Cataloguing the nation’s collective memory: a day in the life at the British Library

Phil Bishop
Heroes of Heritage – Profile issue 1/18, January 2018 page 10

We have to think about future generations and the knowledge we can pass on. Some things you lose, and you can never get them back.

Prospect represents about 6,000 members across the heritage sector in the UK. Back in January 2018 Prospect Profile ran an article entitled Heroes of Heritage where they interviewed a number of people from the heritage sector. Phil Bishop, Boston Spa Section Chair, Equal Opps Coordinator and Trade Union Side Chair, was interviewed about his “day job” in the January issue of Prospect Profile.

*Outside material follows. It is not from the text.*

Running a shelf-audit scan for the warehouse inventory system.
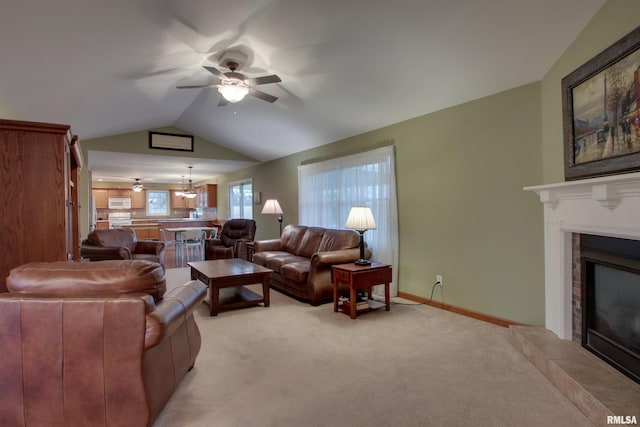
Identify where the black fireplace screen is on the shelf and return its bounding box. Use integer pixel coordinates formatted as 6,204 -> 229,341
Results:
581,235 -> 640,383
591,264 -> 640,354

This excerpt is from that article:

“I DEAL with items that come into the library that need special attention from cataloguing before they go into the collection. So, typically, very old items or very large collections of materials, such as maps. Boston Spa is open to the public but it’s not as well publicised as it should be. We have a reading room, like in London, but on the site we have most of the cataloguing operation. We also have the national newspaper library located here, which used to be in Colindale, north London.

Information management

I went to university and got a degree in information management and then got a job with the British Library in the cataloguing department, on the monograph processing side. You have to learn conservation and preservation skills to make sure items are handled correctly and go into the right part of the collection and are stored in the right environment. I’ve progressed in my 20 years here and been able to learn other skills, like project management. A lot of the cataloguing is all to do with metadata these days. We have to analyse the books and materials when they come in, so that we understand what part of the collection they are for – whether, for example, it’s humanities or science.

The nation’s collective memory

We are, in effect, a museum. We are preserving the nation’s heritage and we are trying to make everything that we have available to the public. We are very much the nation’s collective memory and consciousness. In general, I would say the public probably undervalues heritage. I think people who know the heritage sector well, and use it regularly, do value it. But it’s probably lower down the list of priorities for other people.

I think it takes a great event for things to register with people now. For example, if Stonehenge fell down, people might go, “Oh, that’s terrible.” You don’t know what you’ve got until you’ve lost it.

Frontline

People might not think we’re a front line public service in the same way as education and health but, in our own way, we provide important support to both those services. We work very closely with the education sector and with schools. We do school visits, we have schools using the library’s facilities on a daily basis and we directly help support the education sector. Also, the British Library has the greatest bank of knowledge relating to health issues. Doctors and surgeons regularly ring us up and ask for the latest journal on a particular medical procedure that is urgently required.

The things we lose

I’ve been an active rep for the past 12 years. We started to be affected by government cuts. We had a lot of redundancies and quite suddenly you could see the impact that it was having. Everyone is taking on more work and not getting paid any extra for it. Morale is quite low and has been for the past couple of years. There’s a strong feeling that over the past few years the jobs have been made harder and harder due to the funding cuts. We are all worried about the crucial skills that have been lost and are not being replaced. We have to think about future generations and the knowledge we can pass on. Some things you lose, and you can never get them back.